Primavera. Ya las azucenas floridas y llenas de miel han abierto sus cálices pálidos bajo el oro del sol . Ya los gorriones tornasolados, esos amantes acariciadores, adulan a las rosas frescas, esas opulentas y purpuradas emperatrices; ya el jazmín, flor sencilla, tachona los tupidos ramajes, como una blanca estrella sobre un cielo verde. Ya las damas elegantes visten sus trajes claros, dando al olvido las pieles y los abrigos invernales. Y mientras el sol se pone, sonrosando las nieves con una claridad suave, junto a los árboles de Alameda que lucen sus cumbres resplandescientes en un polvo de luz, su esbeltez solemne y sus hojas nuevas, bulle un enjambre ajeno a ruido de música de cuchicheos vagos y de palabras fugaces.
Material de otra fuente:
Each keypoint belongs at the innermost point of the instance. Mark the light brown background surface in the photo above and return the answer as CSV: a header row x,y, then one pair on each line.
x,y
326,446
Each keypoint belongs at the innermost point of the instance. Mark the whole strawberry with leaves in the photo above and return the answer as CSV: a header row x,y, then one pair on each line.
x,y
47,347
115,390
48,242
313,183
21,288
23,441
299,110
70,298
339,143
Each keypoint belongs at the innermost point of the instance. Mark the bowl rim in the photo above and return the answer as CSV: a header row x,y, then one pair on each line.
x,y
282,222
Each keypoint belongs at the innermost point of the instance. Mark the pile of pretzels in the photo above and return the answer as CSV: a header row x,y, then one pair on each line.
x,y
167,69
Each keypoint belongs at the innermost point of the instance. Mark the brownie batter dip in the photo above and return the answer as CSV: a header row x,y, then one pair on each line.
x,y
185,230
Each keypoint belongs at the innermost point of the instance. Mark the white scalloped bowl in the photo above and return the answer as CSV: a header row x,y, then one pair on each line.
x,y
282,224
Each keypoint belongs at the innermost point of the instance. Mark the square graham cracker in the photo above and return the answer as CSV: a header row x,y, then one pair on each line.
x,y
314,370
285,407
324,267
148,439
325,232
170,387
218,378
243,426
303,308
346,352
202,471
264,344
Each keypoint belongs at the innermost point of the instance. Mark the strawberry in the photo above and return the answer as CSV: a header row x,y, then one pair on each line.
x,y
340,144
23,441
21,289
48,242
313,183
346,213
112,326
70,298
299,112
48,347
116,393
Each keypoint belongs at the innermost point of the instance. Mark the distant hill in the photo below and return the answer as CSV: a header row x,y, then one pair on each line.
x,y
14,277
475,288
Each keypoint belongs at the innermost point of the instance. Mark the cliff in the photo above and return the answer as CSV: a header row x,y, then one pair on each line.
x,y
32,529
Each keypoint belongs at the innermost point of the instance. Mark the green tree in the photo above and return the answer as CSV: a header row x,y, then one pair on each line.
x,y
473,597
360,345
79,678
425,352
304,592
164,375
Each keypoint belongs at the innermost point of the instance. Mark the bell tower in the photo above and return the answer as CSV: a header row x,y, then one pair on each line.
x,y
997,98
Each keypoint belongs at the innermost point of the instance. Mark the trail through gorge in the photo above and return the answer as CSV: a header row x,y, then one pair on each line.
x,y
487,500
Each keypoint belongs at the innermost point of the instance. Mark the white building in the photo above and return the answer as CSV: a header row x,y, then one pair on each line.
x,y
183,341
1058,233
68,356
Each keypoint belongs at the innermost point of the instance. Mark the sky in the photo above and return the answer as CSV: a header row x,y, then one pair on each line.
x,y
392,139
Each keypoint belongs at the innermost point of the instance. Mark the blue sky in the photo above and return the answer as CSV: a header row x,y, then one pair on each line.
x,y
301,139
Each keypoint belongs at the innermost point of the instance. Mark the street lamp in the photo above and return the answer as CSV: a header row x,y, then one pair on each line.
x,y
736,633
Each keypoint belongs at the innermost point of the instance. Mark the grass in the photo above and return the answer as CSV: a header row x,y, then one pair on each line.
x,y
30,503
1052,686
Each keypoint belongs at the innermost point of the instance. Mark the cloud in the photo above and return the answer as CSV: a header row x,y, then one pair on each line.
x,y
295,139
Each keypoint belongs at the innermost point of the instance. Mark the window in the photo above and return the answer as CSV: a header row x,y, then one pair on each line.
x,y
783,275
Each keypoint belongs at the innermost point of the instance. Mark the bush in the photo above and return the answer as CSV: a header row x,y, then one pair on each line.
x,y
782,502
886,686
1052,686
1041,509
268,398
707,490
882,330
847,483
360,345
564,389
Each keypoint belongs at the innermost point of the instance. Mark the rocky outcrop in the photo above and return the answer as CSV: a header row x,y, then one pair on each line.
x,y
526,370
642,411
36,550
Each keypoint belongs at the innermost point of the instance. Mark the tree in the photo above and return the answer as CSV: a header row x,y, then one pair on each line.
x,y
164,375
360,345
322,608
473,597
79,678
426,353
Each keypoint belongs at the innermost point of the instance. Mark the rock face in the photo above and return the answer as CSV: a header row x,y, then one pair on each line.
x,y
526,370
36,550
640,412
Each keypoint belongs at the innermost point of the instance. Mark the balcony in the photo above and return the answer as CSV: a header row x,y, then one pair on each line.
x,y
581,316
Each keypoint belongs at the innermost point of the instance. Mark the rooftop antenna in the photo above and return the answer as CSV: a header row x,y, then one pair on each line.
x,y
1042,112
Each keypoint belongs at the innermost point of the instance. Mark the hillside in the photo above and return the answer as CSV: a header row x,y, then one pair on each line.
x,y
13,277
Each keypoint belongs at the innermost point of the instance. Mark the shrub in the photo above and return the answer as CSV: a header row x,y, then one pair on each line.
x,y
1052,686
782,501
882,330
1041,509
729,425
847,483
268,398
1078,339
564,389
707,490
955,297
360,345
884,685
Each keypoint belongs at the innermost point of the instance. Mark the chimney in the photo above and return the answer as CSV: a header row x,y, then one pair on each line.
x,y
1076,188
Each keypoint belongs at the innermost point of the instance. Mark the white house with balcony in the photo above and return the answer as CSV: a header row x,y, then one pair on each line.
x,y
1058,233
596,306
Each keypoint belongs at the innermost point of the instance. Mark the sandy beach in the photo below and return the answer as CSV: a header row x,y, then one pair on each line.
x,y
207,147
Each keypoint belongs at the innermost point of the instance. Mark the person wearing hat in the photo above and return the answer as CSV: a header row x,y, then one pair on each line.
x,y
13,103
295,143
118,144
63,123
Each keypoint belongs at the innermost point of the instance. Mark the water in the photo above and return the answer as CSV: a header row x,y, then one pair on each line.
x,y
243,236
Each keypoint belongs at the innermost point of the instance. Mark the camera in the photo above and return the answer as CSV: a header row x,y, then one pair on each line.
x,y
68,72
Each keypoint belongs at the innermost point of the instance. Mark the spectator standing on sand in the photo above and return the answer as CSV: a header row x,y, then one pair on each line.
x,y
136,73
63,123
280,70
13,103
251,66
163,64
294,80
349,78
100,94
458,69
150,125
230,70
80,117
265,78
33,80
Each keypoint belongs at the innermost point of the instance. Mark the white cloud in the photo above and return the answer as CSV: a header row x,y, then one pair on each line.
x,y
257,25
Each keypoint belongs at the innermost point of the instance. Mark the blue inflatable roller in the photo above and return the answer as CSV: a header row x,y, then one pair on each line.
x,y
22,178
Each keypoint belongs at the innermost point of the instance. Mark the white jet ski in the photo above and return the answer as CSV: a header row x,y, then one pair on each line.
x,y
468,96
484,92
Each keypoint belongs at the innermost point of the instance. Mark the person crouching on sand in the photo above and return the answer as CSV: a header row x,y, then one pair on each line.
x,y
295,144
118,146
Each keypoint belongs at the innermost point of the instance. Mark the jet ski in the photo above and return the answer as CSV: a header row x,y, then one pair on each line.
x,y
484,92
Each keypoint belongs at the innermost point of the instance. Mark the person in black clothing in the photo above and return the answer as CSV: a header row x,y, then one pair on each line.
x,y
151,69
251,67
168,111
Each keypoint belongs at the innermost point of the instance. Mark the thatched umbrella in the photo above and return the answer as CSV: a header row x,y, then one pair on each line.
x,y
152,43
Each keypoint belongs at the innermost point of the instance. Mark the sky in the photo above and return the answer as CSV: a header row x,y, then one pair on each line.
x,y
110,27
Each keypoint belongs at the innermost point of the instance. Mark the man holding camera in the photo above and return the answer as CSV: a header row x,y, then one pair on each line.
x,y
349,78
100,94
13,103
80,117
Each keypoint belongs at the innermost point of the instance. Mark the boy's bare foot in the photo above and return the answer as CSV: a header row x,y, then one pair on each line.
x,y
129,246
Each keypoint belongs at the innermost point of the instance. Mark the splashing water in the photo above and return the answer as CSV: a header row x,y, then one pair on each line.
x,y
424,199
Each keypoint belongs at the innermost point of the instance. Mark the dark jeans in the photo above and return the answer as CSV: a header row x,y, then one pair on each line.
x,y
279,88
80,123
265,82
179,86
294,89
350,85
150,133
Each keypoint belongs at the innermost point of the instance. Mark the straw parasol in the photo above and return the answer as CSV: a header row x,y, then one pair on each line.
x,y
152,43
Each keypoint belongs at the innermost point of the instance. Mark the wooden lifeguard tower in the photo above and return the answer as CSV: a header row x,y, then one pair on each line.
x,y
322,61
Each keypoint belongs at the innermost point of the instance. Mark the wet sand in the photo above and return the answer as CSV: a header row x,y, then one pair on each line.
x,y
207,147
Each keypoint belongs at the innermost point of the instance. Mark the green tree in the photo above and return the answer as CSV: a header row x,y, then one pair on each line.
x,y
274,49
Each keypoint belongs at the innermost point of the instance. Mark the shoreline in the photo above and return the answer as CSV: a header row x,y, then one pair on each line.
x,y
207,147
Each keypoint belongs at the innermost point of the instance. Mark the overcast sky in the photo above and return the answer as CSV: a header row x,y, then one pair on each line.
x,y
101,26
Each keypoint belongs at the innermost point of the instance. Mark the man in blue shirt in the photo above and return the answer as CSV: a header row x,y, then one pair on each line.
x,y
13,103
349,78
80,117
He aquí el cuadro. En primer término está la negrura de los coches que esplende y quiebra los últimos reflejos solares, los caballos orgullosos con el brillo de sus arneses, y con sus cuellos estirados e inmóviles de brutos heráldicos; los cocheros taciturnos en su quietud de indiferentes, luciendo sobre las largas libreas los botones metálicos flamantes; y en el fondo de los carruajes, reclinadadas como odaliscas, erguidas como reinas, las mujeres rubias de los ojos soñadores, las que tienen cabelleras negras y rostros pálidos, las rosadas adolescentes que rien con alegría de pajaro primaveral, bellezas lánguidas hermosuras audaces, castos lirios albos y tentaciones ardientes.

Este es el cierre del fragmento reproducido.